By Poppy (@wonderwombsurro)

Surrogacy is a practice that most of us only know about on TV. If your knowledge of surrogacy only extends as far as Phoebe Buffay carrying her brothers’ triplets, then you’re going to want to read this.

Earlier this month, mum-to-be Victoria – the intended parent – shared the first instalment in a series of columns following their UK surrogacy journey. Now, we hear from Poppy – Wonder Womb – who is carrying their baby. In this honest piece Poppy shares her why behind being a surrogate. UK surrogacy has to be purely altruistic; whilst reasonable expenses are meticulously tracked and covered, ultimately the sacrifice of pregnancy and birth, not to mention the fertility treatment to get that far, is embarked upon solely out of a desire to help another family become parents. Pretty amazing, huh?

This journey of being a surrogate honestly started with a dream. It was near the end of the summer of 2020 – that glorious weather that began in March and carried us through the dismal news and isolation until October – that I awoke from another of my frequent pregnancy dreams with an unusual recollection; this time the baby hadn’t been mine.

I was pregnant in my dreams a lot. I have been pregnant twice, in reality. My husband and I are extremely lucky to share two beautiful sons. Having survived toddlerhood twice and finally finding ourselves stumbling towards the enticing golden light of independence, we decided we were definitely content with our family of four and he had a vasectomy.

While I was quite sure I didn’t want to relive the newborn days or try to find space for a third child in our lives, I did still yearn for pregnancy. For the excitement of peeing on sticks (I know now that this is a luxury of fertility privilege – for me, pregnancy tests had only ever held reassurance or joy, never heartbreak) and the carrying of a secret so much bigger than the rapidly multiplying cells in my uterus. I wanted to inspect my reflection for evidence of a gently rounding bump and marvel at the way the skin of my armpits, crotch and areolas turn brown with the pregnancy hormones. I craved the constant companionship of the little friend you carry with you everywhere you go, the inimitable feeling of being elbowed from the inside.

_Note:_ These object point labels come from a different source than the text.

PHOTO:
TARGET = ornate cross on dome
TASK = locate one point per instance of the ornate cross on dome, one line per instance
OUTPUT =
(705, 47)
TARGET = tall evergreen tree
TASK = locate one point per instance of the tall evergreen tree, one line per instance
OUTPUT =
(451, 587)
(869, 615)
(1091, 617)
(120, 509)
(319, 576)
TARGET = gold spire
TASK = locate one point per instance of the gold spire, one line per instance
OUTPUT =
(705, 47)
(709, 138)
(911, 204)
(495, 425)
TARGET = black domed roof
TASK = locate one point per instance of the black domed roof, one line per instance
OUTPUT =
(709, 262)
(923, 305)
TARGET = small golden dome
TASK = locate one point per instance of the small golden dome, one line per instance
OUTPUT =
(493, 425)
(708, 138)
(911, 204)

Anyone reading this who has ever carried a baby will know that I was wildly glorifying the experience of pregnancy. I was ignoring the first trimester of constant nausea and exhaustion, the arrival of skin complaints and aversions to smells. The anxiety of whether I felt ‘pregnant enough’, the fear of miscarriage or hearing “I’m so sorry” at a later scan. I was failing to remember the feeling of another human’s foot pushing on your ribs or the excruciating fanny daggers, or the intense rage mustered by a patronising obstetric registrar. I was overlooking the intense annoyance, hip and shoulder pain conjured by not being able to sleep on your back or front and the indignity of being unable to tie one’s own shoes or trim one’s own pubes. And I had only had straightforward pregnancies.

This feeling of nostalgia for my pregnancies coupled with my dream formed a quiet insistence of the idea – perhaps I could carry a baby for someone else – that pestered me all day until I was able to put the children to bed and peruse the internet for more information.

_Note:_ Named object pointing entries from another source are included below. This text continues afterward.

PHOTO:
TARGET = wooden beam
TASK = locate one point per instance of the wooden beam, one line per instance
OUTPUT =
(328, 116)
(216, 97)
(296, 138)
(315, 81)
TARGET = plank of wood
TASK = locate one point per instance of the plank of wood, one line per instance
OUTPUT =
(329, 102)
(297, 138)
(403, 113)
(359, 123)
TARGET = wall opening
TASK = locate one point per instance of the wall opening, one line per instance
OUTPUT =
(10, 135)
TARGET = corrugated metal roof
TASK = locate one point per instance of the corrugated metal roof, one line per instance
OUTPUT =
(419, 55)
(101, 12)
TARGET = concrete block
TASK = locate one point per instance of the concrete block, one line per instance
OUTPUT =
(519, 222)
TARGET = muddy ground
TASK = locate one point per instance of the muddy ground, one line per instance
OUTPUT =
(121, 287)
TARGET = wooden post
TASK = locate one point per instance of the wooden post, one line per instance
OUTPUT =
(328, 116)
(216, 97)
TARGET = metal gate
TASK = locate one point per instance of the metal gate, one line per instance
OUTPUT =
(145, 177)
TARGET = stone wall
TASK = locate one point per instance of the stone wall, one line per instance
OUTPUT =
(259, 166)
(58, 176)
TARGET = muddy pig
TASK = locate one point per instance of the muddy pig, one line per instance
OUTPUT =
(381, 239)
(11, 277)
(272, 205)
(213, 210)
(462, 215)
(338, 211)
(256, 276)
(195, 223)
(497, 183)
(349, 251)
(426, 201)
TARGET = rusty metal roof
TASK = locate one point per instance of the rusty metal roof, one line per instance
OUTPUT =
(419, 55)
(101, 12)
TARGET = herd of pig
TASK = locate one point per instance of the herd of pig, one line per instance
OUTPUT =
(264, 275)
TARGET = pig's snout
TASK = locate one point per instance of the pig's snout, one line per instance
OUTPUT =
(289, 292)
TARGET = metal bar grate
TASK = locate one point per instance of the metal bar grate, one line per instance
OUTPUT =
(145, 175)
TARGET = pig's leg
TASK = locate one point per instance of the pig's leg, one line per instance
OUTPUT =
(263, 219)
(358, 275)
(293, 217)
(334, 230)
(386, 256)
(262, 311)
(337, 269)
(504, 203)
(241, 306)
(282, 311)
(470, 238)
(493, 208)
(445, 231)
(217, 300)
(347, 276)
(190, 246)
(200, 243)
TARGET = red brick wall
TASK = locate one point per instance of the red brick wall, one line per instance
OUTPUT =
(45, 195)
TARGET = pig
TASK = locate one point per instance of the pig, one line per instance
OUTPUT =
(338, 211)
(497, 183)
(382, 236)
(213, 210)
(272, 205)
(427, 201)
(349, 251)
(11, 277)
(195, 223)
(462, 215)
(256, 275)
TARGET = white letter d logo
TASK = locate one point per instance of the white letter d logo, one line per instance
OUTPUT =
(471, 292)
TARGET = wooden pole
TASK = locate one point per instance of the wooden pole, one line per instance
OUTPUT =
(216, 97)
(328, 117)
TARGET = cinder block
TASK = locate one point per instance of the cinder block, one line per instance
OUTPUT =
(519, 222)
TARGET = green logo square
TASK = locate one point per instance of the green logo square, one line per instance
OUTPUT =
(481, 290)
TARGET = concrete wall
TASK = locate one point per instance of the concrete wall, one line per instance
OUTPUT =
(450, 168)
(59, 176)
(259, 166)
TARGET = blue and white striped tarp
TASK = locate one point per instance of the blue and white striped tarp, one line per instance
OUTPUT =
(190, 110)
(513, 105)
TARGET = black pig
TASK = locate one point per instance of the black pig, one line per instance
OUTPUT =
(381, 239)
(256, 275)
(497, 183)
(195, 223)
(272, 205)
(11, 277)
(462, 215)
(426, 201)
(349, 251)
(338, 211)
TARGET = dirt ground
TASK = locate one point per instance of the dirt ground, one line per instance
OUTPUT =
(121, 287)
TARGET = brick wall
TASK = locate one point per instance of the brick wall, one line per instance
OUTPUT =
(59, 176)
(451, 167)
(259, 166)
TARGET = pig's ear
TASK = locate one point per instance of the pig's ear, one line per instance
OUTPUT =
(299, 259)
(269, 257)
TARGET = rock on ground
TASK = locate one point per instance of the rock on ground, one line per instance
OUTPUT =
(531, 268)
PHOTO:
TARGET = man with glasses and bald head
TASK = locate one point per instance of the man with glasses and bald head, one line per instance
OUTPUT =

I had never, as far as I knew, met a surrogate, a person who had been helped by a surrogate or a person born through surrogacy. I only vaguely knew of their existence from celebrity news and Phoebe’s famous triplet surrogacy journey in Friends. Google revealed the existence of UK surrogacy agencies, which aim to facilitate matches between surrogates and those who need them, and signposted me towards UK surrogacy law.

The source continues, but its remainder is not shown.